Kapitalist ekonominin oluşumunda işinin ehli olan tüccarlar ve sanayiciler olarak Yahudiler, önemli bir rol oynadılar. “Asillere has meslekler”se giderek zayıfladı. Toprak mülkiyeti dönüştü. Aristokrasinin elindeki imtiyazlar yitip gitti. Böylelikle kapitalist düzende bankacı, tüccar ve sanayici hâkim konuma geldi.

Bu tür alanlarda ehil ve hazırlıklı olan Yahudiler, ekonominin cereyan ettiği ana sahanın tarımdan kente kaymasını sağlayan ilgili tarihsel sürecin tüm sonuçlarından bir biçimde istifade ettiler.

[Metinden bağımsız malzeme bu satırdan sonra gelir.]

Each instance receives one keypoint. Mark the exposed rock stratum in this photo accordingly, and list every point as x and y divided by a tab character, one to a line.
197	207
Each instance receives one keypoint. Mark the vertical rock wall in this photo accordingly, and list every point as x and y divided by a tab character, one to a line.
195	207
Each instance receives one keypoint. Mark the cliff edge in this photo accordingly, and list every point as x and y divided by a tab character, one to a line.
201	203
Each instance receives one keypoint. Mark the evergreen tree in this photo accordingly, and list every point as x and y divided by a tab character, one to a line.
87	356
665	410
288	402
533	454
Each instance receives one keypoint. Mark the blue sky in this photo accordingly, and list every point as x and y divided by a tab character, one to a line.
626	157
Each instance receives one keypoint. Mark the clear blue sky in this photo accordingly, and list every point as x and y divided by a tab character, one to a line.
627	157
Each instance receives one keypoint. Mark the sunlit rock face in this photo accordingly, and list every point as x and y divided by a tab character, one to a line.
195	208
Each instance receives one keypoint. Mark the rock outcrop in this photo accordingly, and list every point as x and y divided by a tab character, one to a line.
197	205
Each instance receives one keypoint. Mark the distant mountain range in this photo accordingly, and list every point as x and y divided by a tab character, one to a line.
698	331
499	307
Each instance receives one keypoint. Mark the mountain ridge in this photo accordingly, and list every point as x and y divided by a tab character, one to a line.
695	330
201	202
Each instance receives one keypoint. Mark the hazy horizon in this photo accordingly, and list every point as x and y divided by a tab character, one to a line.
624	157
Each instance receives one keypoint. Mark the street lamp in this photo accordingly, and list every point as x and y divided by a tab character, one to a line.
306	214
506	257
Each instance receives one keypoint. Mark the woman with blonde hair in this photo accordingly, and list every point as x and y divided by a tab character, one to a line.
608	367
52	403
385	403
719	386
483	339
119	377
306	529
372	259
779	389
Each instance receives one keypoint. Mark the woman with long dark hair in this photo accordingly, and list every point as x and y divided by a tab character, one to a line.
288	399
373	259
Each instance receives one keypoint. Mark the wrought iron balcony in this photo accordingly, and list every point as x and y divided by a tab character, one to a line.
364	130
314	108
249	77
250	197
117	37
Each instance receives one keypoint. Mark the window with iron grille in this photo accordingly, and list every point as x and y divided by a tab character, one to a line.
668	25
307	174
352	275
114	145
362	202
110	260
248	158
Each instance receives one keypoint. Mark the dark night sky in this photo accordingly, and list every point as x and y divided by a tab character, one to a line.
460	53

Modern ekonominin en karakteristik unsurlarından biri olarak finans kapitalin gelişimi, sonrasında İsrailli burjuvazinin gücünü artırdı. Günümüzde ekonomik hayat içerisinde Yahudi, kapitalizm, sanayicilik, kentçilik ve enternasyonalizm gibi önemli hareketlerin örtüştüğü, en uygun biyolojik faktörlerden biri olarak görünüyor.

Güçlü çıkarlar üzerinden, sınırları kesen ilişkiler ve bağlar kuran finans kapital, Batı’nın tüm başkentlerinde Yahudileri en aktif ve en ehil ajanları hâline getirdi. Tüm bu sebeplere bağlı olarak İsrail burjuvazisi, demokratik-kapitalist düzene dair fikirleri ve bu düzenin kurumlarını beğeniyle karşılıyor. İsrail burjuvazisinin ekonomideki konumu, onu burjuva reformizminin safına fırlatıp atıyor.

Genel manada bankacılık, siyaset sahasında demagojiyle birlikte ilerleyen oportünist ve demokratik taktiklere bağlanma eğilimi gösteriyor. Bankacılar olağan koşullarda burjuvazinin ilerici partilerini destekliyorlar. Diğer yandan, toprak sahipleri ise muhafazakâr partilere giriyorlar.

Burjuva reformizmi, Milletler Cemiyeti’ni kudretsiz ve takatsiz bir enternasyonalizmin aracı olarak kurdu. Kendi çıkarlarıyla uyumlu bir davranış dâhilinde İsrail burjuvazisi, finans kapitalin yarattığı bu türden bir kuruma beğeniyle yaklaşmaya mecbur.

Yahudiler arasında burjuvazi ve küçük burjuvazi yanında proleter güçler de mevcut. Bu sebeple, Yahudilerin sosyalist ve komünist harekete iştirak etmesi kaçınılmaz.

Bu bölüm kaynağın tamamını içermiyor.